Olneyville gets their coffee milk from A.B. Munroe Dairy, a R.I. company founded in 1881. Stephen Genuario, a Munroe Daily representative, said the Munroe Coffee Milk is distinguished by the quality of their milk — fresh from a family cooperative of farms in Pomfret, Connecticut and pasteurized slowly at lower heat to preserve the flavor of the whole milk.

This attention to detail is vital to Stevens, who takes pride in “keeping the tradition going.”

The pride comes with a unique, Rhode Island twist — Olneyville has its own lingo for their food. Their signature style of french fries, which are served with vinegar, ketchup and salt, are called “fried beef stew” in local slang. A grilled cheese is a “mouse trap.” A wiener with all the toppings is “all the way,” and is never served with ketchup.

“They’ll make fun of you if you order wrong,” said regular customer Pete Kelly ’19. “I think that that’s funny and I kind of appreciate it.” His order is a hot wiener special with a coke, wiener “all the way.” “This is a cultural institution, this place. They have the right to make fun of you for not knowing how to order,” he added.

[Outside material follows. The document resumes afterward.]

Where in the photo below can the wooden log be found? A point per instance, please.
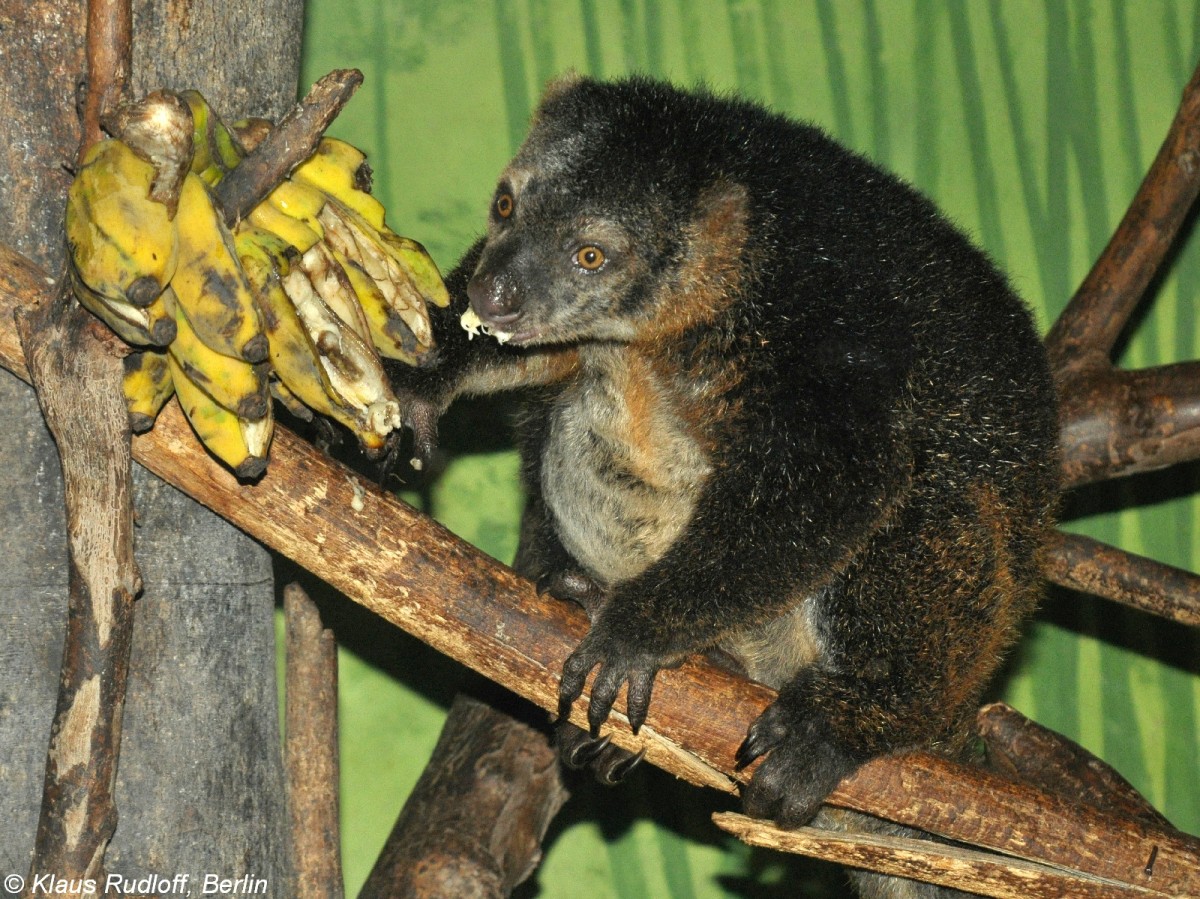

Olneyville New York System’s consistency has served as the backdrop to countless stories, according to Stevens, who has been working at the shop since 1975.

Stevens has seen proposals and dates, rowdy drunks and casino-goers, children brought by their parents and an elderly woman who orders her toast burnt black enough to set off the smoke alarm.

Stevens recounted one customer who would come in regularly with his uncle. The uncle passed away, but the customer still comes regularly. Whenever he comes in, the staff give him an extra wiener. He puts it on a plate next to him, untouched, eats his own food and leaves.

Olneyville cook Nick Barros described a photographer for Channel 10 who would regularly come in to eat, until he passed away. Now, every year, his family comes in with his photos and eats dinner at the restaurant. A signed photo of his, displaying the store’s neon sign and glowing windows, hangs above the griddle.